Two AI chatbots walk into a bar: TV writer Joe Toplyn on teaching chatbots to crack jokes

Audio Content Producer, Intercom

July 6, 2023

We’ve been talking a lot about AI and chatbots; the implications for the workplace and our lives, and what the future holds for humanity. But today, we ask a pretty light question: can chatbots crack a joke?

Humor has long been considered challenging for AI systems to grasp. It requires a deep semantic understanding of text, and it’s reliant on contextual factors and cultural and social nuances. This, however, never deterred researchers from trying to teach AI jokes. There’s, for example, the work of Binsted and Ritchie, who, in 1994, developed a program to generate riddles based on simple puns (e.g., “What kind of tree can you wear? A ﬁr coat.”). Or Matthews and Petrovic, who used unsupervised machine learning methods to generate jokes following the “I like my X like I like my Y, Z” structure, resulting in quips like “I like my coffee like I like my war. Cold.” or “I like my boys like I like my sectors, bad.”

And there’s today’s guest, Joe Toplyn, one of the most qualified people to talk about the subject. Joe not only received a Bachelor of Science degree in Engineering and Applied Physics and an MBA (both from Harvard), but he was also, among other things, co-Head Writer of The Tonight Show with Jay Leno and Head Writer of Late Show with David Letterman. For almost two decades, he wrote and produced thousands of scripts, segments, and jokes – an experience that inspired his book, Comedy Writing for Late-Night TV, where he dissects jokes and comes up with recipes for what he calls punchline-makers.

If anybody was going to teach a computer to have a real sense of humor, it would be Joe.
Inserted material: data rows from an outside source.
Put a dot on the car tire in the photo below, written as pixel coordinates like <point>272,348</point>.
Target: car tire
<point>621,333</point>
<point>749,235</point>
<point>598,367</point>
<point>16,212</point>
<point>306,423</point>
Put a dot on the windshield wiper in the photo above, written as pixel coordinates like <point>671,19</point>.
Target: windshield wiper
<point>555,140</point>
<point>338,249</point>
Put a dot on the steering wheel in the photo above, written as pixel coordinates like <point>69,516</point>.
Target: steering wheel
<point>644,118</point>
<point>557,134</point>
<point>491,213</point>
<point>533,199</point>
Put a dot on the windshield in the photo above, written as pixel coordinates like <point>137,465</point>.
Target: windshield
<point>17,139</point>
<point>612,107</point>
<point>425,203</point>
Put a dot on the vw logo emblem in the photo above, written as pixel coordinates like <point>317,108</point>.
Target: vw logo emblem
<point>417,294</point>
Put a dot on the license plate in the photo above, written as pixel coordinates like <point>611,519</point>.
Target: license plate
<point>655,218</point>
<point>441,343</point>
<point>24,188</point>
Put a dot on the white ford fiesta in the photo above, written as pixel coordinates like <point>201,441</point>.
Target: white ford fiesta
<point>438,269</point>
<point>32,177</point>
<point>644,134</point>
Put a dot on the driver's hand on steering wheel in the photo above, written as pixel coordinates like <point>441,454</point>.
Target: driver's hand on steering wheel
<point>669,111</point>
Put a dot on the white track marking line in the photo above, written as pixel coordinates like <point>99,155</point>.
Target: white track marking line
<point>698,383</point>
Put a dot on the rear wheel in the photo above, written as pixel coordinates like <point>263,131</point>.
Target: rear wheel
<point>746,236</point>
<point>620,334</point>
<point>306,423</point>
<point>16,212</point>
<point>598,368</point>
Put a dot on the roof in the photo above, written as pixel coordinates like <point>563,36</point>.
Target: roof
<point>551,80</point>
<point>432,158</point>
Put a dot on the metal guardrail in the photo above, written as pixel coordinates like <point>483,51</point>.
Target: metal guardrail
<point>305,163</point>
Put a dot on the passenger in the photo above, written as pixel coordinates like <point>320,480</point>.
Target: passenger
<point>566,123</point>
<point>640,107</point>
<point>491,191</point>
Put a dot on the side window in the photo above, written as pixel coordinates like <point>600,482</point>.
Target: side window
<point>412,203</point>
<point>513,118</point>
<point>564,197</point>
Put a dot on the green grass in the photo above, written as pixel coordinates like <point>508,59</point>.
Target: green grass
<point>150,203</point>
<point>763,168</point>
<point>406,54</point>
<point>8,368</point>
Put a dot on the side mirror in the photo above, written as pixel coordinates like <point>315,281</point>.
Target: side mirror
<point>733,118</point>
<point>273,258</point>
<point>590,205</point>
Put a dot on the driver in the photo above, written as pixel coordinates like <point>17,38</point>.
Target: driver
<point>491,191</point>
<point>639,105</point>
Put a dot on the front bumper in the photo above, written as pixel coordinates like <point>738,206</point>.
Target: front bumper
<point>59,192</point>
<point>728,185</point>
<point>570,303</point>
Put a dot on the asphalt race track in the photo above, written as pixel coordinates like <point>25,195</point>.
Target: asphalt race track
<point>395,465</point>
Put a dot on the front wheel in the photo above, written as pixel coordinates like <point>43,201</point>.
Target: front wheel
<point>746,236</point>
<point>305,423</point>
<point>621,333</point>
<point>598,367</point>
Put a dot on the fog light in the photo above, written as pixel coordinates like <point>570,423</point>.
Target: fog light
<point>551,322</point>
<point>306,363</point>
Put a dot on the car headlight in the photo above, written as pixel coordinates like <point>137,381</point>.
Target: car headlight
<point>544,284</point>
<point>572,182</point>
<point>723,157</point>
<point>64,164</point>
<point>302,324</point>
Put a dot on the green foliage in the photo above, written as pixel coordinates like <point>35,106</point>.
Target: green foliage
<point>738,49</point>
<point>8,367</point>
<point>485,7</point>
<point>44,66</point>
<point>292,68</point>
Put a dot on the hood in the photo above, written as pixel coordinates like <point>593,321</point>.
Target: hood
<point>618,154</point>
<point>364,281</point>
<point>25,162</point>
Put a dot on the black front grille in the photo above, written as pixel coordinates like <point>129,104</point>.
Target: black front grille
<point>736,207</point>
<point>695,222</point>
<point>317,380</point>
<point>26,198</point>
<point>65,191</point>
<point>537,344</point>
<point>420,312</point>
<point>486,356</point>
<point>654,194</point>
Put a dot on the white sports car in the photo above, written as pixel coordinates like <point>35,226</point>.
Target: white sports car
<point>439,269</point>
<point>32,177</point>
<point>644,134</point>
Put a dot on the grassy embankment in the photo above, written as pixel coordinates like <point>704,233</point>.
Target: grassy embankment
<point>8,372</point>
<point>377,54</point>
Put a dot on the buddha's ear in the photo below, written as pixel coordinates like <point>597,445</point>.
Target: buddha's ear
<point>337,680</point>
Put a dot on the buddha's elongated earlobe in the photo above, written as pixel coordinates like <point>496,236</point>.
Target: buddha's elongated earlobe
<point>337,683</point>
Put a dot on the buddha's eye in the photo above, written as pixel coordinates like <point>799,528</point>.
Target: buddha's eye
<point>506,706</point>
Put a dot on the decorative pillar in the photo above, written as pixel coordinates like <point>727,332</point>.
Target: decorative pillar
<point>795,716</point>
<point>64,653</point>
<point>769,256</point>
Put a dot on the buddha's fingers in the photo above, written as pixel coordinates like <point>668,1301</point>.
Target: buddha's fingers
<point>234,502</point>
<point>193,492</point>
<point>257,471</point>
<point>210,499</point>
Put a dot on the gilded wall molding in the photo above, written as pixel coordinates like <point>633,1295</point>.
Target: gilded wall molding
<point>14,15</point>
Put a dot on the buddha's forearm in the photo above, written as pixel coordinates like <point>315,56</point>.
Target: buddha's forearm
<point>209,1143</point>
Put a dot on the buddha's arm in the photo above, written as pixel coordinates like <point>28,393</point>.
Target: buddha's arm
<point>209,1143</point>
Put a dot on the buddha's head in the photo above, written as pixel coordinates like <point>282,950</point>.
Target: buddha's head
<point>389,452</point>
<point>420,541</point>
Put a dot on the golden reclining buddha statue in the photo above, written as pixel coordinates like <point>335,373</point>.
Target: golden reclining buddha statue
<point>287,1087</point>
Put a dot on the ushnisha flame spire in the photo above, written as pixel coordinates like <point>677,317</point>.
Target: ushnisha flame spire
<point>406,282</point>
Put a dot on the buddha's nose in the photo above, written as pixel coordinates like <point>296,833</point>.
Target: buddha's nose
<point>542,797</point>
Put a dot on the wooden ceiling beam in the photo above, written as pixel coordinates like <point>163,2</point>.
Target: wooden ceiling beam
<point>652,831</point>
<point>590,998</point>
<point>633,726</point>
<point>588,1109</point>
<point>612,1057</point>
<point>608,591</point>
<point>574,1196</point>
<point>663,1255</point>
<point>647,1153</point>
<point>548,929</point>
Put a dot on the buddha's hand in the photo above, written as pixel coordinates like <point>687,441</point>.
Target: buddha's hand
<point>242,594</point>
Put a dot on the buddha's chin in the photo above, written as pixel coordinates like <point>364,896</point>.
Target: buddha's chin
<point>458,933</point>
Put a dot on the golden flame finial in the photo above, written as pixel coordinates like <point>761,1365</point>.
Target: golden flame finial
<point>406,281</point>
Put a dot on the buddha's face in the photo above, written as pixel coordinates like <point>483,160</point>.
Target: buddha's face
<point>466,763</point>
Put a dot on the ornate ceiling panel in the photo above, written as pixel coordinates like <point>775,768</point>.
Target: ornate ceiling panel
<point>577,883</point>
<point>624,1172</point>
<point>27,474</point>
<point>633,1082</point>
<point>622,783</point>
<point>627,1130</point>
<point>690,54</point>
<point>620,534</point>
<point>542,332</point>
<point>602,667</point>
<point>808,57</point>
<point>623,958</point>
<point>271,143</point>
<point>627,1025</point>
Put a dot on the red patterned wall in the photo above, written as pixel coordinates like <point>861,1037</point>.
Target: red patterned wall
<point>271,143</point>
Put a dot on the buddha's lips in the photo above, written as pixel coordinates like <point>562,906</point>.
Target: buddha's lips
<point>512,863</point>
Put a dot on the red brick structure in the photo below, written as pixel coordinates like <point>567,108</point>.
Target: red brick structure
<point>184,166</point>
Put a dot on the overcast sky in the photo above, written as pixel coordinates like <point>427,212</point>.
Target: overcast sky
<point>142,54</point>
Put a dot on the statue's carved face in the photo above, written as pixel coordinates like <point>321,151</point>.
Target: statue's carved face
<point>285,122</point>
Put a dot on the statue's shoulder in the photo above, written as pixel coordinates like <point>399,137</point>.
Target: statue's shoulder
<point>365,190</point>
He’s merged his knowledge of jokes with that of engineering to create Witscript, a hybrid AI system powered by GPT-3.5, designed for improvising jokes in conversations.

In today’s episode of the podcast, Joe Toplyn takes us on a journey through his experiences as a comedy writer and teaching chatbots the art of comedy.

Here are some of the key takeaways:

Research suggests people feel more at ease when engaging with tech with human-like qualities. Having a bot with a sense of humor, for example, can create a delightful experience. However, in order to be used in customer service, they must follow guidelines in terms of timing, tone of voice, content, and alignment with the brand’s persona.
Witscript utilizes a three-part joke structure inspired by late-night talk show monologues by taking any initial topic, executing the joke-writing algorithm, and producing a punchline.
The system operates through a series of prompts that execute the steps of the joke-writing algorithm, generates five joke candidates, and selects the one it believes to be the funniest.
Tools like Witscript can be valuable for all kinds of writers, allowing them to generate a large number of ideas quickly and providing a more efficient approach to the joke-writing process.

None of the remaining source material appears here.